Nov 03, 2020
Mobilität und Monitoring: Wie der Campus energieeffizient wird
Das Projekt »Camper-Move«« will den Energieverbrauch der TU Dresden senken. Die Ansätze reichen vom Dienstweg bis zur Gebäudesanierung
Luise Anter
Ein kleines Büro im zweiten Stock des Merkel-Baus, eine große Bedeutung für den Campus: Im Raum MER 212 sitzt Diplom- Ingenieur Markus Arendt, Koordinator des Projekts »Camper-Move«. Das steht für: CAMPus-Energieverbrauchs- Reduktion – Maßnahmen zur energetischen Optimierung für eine ressourcenschonende Verbrauchs-Entwicklung. Arendt sagt es so: »Wir wollen den Energieverbrauch und damit auch die CO2- Emmissionen und die Energiekosten der TU Dresden reduzieren.«
Exzellente Forschung braucht viel Strom
Mit 8300 Beschäftigten, 36 000 Studierenden und 50 Gebäudekomplexen bestimmt die TUD einen beträchtlichen Teil des Dresdner Strombedarfs. Vor allem Forschung, EDV und Kälteversorgung brauchen viel Energie – Labore und Versuche machen mehr als ein Viertel des Jahresstromverbrauchs aus. »Uns ist klar, dass exzellente Forschung energieintensiv ist«, sagt Arendt. Deshalb geht es »Camper-Move« nicht darum, die Zahl der Versuche zu reduzieren und öfter mal im Dunkeln mit Schal zu arbeiten. Vielmehr geht es um energieeffiziente Gebäude, Auslastung der Technik, sparsame Nutzung und intelligentes Energiemanagement.
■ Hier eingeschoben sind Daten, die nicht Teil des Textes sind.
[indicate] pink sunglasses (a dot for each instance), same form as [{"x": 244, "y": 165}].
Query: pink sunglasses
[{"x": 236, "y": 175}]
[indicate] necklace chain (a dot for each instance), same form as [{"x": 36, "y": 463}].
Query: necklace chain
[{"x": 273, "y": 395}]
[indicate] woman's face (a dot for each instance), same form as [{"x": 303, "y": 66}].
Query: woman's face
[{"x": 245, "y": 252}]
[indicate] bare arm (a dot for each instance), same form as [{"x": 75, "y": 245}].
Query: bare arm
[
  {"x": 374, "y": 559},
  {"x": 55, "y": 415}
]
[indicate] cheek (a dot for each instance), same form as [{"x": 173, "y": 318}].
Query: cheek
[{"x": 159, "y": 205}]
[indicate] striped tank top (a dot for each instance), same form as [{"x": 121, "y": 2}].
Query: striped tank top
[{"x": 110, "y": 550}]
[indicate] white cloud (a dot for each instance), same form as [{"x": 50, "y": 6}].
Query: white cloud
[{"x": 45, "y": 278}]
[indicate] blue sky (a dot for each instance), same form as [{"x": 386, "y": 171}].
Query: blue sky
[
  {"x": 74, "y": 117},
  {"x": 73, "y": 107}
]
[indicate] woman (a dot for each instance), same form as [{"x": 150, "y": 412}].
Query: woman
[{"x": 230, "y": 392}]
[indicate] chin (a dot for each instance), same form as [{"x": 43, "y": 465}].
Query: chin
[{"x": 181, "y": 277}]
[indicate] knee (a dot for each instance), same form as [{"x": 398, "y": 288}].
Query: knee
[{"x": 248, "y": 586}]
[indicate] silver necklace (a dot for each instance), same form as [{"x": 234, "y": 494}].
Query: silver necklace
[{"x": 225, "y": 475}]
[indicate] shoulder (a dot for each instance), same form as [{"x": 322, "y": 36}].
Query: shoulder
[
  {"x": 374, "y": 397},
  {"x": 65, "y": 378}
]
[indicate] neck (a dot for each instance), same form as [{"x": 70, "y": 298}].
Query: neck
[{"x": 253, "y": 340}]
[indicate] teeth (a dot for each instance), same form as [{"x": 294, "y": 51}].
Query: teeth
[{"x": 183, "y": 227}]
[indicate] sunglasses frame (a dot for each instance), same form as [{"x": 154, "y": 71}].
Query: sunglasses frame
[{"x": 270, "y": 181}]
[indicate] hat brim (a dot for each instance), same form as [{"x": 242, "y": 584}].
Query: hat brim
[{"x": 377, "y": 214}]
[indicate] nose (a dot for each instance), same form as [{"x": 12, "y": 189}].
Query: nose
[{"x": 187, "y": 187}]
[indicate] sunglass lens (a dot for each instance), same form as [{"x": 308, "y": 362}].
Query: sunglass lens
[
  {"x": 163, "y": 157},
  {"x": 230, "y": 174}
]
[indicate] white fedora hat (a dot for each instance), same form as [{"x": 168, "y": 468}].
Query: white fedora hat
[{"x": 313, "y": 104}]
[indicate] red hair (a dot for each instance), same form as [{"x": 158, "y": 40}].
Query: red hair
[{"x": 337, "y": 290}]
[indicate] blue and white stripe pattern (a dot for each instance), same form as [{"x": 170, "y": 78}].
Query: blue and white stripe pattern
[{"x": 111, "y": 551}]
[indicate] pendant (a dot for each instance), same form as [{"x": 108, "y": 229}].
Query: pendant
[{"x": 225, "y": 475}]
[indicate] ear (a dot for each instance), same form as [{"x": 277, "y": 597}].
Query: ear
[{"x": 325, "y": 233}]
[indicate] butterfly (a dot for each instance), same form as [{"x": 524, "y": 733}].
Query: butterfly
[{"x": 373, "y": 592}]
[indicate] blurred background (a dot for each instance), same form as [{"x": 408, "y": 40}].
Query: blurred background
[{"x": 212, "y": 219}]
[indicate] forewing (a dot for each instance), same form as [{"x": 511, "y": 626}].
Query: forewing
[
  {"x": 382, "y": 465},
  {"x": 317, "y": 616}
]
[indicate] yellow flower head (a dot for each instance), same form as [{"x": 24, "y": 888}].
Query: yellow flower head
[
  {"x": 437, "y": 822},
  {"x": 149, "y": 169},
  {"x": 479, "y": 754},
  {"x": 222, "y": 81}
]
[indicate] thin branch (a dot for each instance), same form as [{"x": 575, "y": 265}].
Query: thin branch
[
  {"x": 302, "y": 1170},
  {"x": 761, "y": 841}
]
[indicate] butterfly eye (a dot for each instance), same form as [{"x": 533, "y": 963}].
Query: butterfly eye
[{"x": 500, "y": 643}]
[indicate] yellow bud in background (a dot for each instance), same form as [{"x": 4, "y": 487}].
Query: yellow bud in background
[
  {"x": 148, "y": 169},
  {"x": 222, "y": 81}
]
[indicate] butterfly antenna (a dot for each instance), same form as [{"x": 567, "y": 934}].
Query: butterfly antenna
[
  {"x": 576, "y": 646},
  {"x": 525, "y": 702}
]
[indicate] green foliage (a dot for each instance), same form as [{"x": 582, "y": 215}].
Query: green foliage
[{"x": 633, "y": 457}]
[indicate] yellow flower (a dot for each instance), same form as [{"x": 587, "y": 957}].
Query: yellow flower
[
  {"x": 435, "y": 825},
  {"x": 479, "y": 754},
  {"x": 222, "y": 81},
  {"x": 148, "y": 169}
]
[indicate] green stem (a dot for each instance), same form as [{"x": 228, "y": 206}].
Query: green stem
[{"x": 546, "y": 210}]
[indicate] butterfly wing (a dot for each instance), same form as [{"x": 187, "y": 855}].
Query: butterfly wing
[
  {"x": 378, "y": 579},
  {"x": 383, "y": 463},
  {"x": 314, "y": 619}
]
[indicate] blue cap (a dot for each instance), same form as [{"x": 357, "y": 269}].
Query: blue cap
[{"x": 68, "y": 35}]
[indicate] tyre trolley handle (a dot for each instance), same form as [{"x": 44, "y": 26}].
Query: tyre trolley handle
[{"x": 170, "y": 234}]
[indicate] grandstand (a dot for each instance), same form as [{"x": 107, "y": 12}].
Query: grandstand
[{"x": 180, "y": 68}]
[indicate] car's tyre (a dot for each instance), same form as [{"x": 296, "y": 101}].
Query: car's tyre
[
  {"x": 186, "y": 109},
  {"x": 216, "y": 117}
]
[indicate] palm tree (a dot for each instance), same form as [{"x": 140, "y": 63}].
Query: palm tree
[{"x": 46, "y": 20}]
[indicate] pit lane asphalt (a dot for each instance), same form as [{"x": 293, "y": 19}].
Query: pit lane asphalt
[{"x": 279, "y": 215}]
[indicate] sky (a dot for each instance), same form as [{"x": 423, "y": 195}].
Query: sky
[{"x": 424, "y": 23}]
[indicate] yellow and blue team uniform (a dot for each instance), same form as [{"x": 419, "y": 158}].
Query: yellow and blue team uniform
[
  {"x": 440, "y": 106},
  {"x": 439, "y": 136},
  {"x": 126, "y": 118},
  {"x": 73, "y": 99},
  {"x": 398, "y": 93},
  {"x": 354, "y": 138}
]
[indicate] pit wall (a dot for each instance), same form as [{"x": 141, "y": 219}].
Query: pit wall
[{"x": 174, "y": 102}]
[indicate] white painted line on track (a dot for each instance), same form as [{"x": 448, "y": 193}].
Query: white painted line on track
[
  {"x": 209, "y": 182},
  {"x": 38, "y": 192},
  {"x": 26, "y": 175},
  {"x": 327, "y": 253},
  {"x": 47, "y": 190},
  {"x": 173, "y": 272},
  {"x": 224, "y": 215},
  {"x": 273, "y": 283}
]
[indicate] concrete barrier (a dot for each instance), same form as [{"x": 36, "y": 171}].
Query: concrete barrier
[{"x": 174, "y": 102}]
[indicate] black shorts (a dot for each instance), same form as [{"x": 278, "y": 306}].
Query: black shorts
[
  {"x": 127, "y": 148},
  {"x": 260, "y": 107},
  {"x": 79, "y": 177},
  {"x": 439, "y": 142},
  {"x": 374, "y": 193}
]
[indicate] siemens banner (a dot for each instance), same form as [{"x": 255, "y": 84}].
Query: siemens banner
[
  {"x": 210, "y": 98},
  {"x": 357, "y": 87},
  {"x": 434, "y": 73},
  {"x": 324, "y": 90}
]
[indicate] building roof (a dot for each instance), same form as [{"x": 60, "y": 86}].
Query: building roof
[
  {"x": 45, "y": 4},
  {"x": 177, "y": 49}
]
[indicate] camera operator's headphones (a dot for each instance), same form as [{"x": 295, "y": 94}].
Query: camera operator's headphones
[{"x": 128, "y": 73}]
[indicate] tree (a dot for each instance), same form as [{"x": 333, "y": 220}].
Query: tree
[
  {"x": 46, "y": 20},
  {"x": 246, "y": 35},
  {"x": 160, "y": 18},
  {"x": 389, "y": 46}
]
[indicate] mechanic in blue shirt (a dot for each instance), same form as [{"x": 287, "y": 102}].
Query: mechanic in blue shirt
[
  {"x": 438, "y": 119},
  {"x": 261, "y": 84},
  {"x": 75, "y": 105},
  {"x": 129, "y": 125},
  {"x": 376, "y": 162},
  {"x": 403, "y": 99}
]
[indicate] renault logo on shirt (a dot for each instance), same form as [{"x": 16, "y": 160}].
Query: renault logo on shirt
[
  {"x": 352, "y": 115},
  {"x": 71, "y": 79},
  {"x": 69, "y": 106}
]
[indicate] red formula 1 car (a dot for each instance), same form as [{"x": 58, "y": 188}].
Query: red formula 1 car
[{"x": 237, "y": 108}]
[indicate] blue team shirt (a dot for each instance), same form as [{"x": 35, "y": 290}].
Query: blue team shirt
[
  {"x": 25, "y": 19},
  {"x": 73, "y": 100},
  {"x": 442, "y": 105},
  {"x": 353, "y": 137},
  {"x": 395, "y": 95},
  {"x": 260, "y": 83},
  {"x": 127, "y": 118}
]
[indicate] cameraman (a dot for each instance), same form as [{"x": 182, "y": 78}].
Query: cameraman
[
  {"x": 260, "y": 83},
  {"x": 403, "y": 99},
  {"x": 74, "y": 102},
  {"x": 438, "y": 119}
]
Die Idee ist nicht neu. Beim Vorgängerprojekt »Camper« standen Planung und Strategie im Fokus, nun folgen die praktischen Maßnahmen und deren wissenschaftliche Evaluierung. »Move« soll verdeutlichen: Der Transformationsprozess beginnt. Dafür haben die Beteiligten von 2019 bis 2024 Zeit, Förderung kommt vom Bundesministerium für Wirtschaft und Energie.
Fünf Professuren sind dabei: Gebäudeenergietechnik und Wärmeversorgung, Baukonstruktion, Bauphysik, BWL, insbesondere Nachhaltigkeitsmanagement und betriebliche Umweltökonomie, sowie Verkehrsökologie. Letztere beschäftigt sich mit dem Bereich Mobilität, der bei »Camper« noch außen vor war. Dabei erzeugten Arbeitsweg und Dienstreisen der TUD-Angehörigen etwa im Jahr 2016 doppelt so viele Emissionen wie das Heizen: 11 205 Tonnen CO2.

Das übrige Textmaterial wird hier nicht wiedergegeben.